The learning from intervention (LfI) approach has been proven effective in improving the performance of RL algorithms; nevertheless, existing methodologies in this domain tend to operate under the assumption that human guidance is invariably devoid of risk, thereby possibly leading to oscillations or even divergence in RL training as a result of improper demonstrations. In this paper, we propose a safety-aware human-in-the-loop reinforcement learning (SafeHIL-RL) approach to bridge the abovementioned gap. We first present a safety assessment module based on the artificial potential field (APF) model that incorporates dynamic information of the environment under the Frenet coordinate system, which we call the Frenet-based dynamic potential field (FDPF), for evaluating the real-time safety throughout the intervention process.
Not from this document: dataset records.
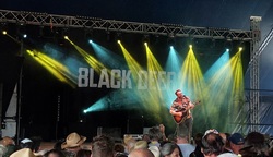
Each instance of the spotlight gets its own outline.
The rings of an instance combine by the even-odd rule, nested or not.
[[[147,46],[147,44],[150,43],[149,35],[144,35],[143,43],[145,46]]]
[[[121,33],[117,33],[117,35],[116,35],[116,40],[117,40],[117,41],[120,41],[121,39],[122,39]]]
[[[23,34],[23,38],[27,38],[27,34]]]
[[[93,39],[93,29],[92,28],[85,29],[85,38],[91,44],[91,41]]]
[[[167,41],[168,41],[168,46],[174,48],[174,46],[176,45],[175,36],[174,35],[169,36]]]
[[[7,34],[8,34],[8,32],[7,32],[7,31],[2,31],[2,34],[3,34],[3,35],[7,35]]]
Subsequently, we propose a curriculum guidance mechanism inspired by the pedagogical principle of whole-to-part patterns in human education. The curriculum guidance facilitates the RL agent's early acquisition of comprehensive global information through continual guidance while also allowing for fine-tuning local behavior through intermittent human guidance through a human-AI shared control strategy. Consequently, our approach enables a safe, robust, and efficient reinforcement learning process independent of the quality of guidance human participants provide. The proposed method is validated in two highway autonomous driving scenarios under highly dynamic traffic flows (https://github.com/OscarHuangWind/Safe-Human-in-the-Loop-RL). The experiments' results confirm the superiority and generalization capability of our approach when compared to other state-of-the-art (SOTA) baselines, as well as the effectiveness of the curriculum guidance.